MEININGER’S: And what about the music and colours of the place where the wines are being consumed?
HANNI: The colour of the room you are in, music, price, power of suggestion, anxiety, time of day, all affect perception. But the idea that the reactions to environment may be the same for any two people, or that anyone is immune to external influences (as some critics claim) is unsupportable.
MEININGER’S: How do you react to the accusation that your approach threatens the traditional importance of terroir?
HANNI: Terroir is a train wreck. The incredible diversity of wines in the world is suffering as people make wines that go against the climate and traditions of their regions. Terroir came from the Latin terra, or land, not terre, soil. Up until the recent re-emergence of the word in the 1970s, a vin de terroir indicated a ‘dirty’ microbiological spoilage character, like dirty diapers. We are working to match wines to people who are inclined to love them. “Here, try this intense, tannic, ripe, and highly concentrated wine, just what you should love,” for one person and, “you will love the pure expression of fruit, lower alcohol, and fragrance of this for your Vinotype.” How does that threaten terroir?
MEININGER’S: How have you applied your theories commercially?

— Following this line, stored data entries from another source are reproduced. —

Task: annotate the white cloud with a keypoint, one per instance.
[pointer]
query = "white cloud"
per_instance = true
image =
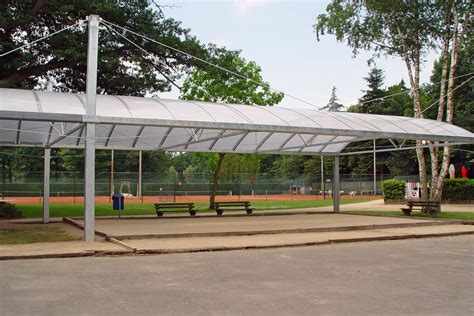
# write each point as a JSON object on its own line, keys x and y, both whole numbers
{"x": 245, "y": 5}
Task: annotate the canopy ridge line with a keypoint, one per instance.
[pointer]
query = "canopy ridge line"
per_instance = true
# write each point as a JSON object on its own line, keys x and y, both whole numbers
{"x": 314, "y": 145}
{"x": 403, "y": 143}
{"x": 216, "y": 140}
{"x": 67, "y": 134}
{"x": 140, "y": 131}
{"x": 202, "y": 140}
{"x": 324, "y": 146}
{"x": 18, "y": 133}
{"x": 78, "y": 141}
{"x": 191, "y": 137}
{"x": 310, "y": 140}
{"x": 405, "y": 148}
{"x": 50, "y": 132}
{"x": 107, "y": 140}
{"x": 239, "y": 141}
{"x": 38, "y": 101}
{"x": 54, "y": 127}
{"x": 286, "y": 141}
{"x": 163, "y": 140}
{"x": 393, "y": 143}
{"x": 263, "y": 141}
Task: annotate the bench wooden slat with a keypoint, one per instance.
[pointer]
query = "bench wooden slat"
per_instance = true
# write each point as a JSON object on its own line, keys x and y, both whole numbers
{"x": 233, "y": 205}
{"x": 425, "y": 206}
{"x": 160, "y": 206}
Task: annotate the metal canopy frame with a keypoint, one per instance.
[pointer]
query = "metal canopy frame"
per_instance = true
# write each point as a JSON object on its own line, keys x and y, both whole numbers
{"x": 67, "y": 120}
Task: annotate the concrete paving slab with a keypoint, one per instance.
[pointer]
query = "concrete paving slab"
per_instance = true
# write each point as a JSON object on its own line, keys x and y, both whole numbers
{"x": 254, "y": 241}
{"x": 280, "y": 240}
{"x": 379, "y": 205}
{"x": 121, "y": 228}
{"x": 404, "y": 277}
{"x": 430, "y": 229}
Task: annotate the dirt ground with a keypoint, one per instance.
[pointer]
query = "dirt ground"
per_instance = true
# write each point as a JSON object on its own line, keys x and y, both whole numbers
{"x": 199, "y": 198}
{"x": 68, "y": 229}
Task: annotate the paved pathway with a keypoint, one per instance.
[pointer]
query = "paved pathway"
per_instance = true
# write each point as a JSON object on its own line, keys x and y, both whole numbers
{"x": 378, "y": 205}
{"x": 214, "y": 224}
{"x": 411, "y": 277}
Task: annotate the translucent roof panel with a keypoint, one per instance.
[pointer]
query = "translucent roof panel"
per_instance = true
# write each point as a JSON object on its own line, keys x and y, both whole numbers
{"x": 53, "y": 119}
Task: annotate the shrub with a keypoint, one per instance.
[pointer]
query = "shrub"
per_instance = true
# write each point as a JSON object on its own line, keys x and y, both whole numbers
{"x": 393, "y": 189}
{"x": 8, "y": 211}
{"x": 458, "y": 189}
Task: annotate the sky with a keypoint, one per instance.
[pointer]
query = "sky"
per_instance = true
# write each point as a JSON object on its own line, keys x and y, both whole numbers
{"x": 279, "y": 37}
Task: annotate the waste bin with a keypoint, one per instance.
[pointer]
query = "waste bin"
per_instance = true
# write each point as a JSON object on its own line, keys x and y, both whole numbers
{"x": 118, "y": 202}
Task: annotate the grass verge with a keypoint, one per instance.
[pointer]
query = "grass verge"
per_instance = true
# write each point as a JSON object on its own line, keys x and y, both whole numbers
{"x": 444, "y": 215}
{"x": 105, "y": 209}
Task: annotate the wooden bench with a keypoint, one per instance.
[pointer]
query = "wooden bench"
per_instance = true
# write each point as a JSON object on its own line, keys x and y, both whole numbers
{"x": 233, "y": 205}
{"x": 159, "y": 207}
{"x": 433, "y": 207}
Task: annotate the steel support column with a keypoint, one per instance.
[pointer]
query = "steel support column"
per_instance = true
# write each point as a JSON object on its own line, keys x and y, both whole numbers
{"x": 46, "y": 185}
{"x": 91, "y": 95}
{"x": 139, "y": 191}
{"x": 375, "y": 170}
{"x": 336, "y": 185}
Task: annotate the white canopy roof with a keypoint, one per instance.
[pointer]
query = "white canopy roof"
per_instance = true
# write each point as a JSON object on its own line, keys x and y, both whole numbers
{"x": 52, "y": 119}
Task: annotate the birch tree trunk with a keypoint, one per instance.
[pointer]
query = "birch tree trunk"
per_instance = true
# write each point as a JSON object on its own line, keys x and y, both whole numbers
{"x": 442, "y": 104}
{"x": 437, "y": 190}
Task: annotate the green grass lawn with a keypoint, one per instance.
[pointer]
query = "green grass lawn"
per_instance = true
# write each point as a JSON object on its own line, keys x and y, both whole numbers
{"x": 33, "y": 234}
{"x": 445, "y": 215}
{"x": 105, "y": 209}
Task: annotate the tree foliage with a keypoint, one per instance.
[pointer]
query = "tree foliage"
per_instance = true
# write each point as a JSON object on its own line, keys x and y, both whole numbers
{"x": 123, "y": 69}
{"x": 212, "y": 84}
{"x": 333, "y": 105}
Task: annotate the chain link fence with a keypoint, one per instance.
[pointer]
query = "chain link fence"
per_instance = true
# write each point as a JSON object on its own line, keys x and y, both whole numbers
{"x": 71, "y": 184}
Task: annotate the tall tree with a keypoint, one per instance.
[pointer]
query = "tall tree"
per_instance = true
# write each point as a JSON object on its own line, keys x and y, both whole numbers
{"x": 333, "y": 105}
{"x": 123, "y": 68}
{"x": 373, "y": 99}
{"x": 407, "y": 29}
{"x": 215, "y": 85}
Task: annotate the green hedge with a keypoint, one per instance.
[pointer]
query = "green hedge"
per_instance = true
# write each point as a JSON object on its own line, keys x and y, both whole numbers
{"x": 393, "y": 189}
{"x": 458, "y": 189}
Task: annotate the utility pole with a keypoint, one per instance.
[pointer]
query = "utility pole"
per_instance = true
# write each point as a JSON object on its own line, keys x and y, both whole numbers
{"x": 322, "y": 177}
{"x": 375, "y": 171}
{"x": 91, "y": 98}
{"x": 112, "y": 183}
{"x": 139, "y": 191}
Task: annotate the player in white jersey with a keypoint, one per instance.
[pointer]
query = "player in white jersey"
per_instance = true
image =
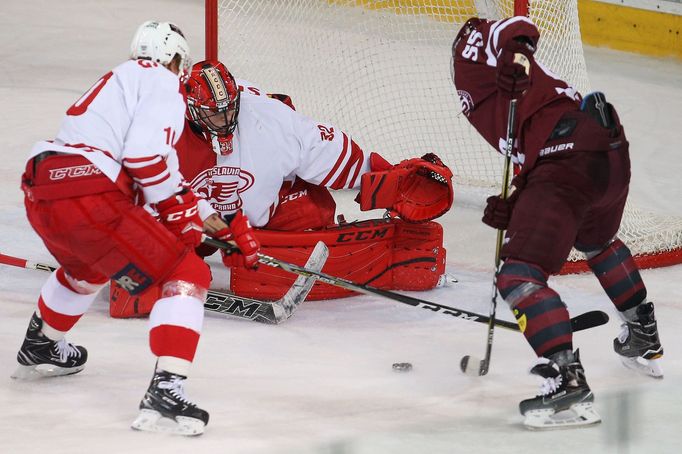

HANNI: I was called into a marketing and production meeting with Trinchero, makers of Sutter Home, in 2007, and helped them reformulate their Moscato for Sweet Vinotypes, and to reposition it and raise the price. They went from 125,000 cases in 2007 to over 3m. I was also doing consumer insights work for Gallo, and they jumped on the Moscato bandwagon at the same time. While everyone was waiting for the ‘next big thing’, thinking it was Riesling, rosé, or the sommelier favourite, Grüner Veltliner, Moscato exploded. Recently, we’ve launched a Vinotype Assessment widget in seven languages for wine clubs, winery, and retailer websites that allows users to find their Vinotype and educates them on how to group wines effectively. If we can accumulate enough users, along with key wines they love, we can filter search results from other users with similar preferences.
MEININGER’S: Are we moving towards personalised wines? And if so, is that entirely desirable?
HANNI: Hasn’t success for the industry always been tied to personalisation? The role of a wine merchant, the wine waiter, the sommelier…it was to serve the wines appropriate for the guests and to serve the host. Not to lecture, not to look down on people because they wanted honey in their wine. Or a dash of cassis syrup, or a little water and cube of sugar if the wine was too strong. We as an industry have just forgotten about the most important thing of all – the person.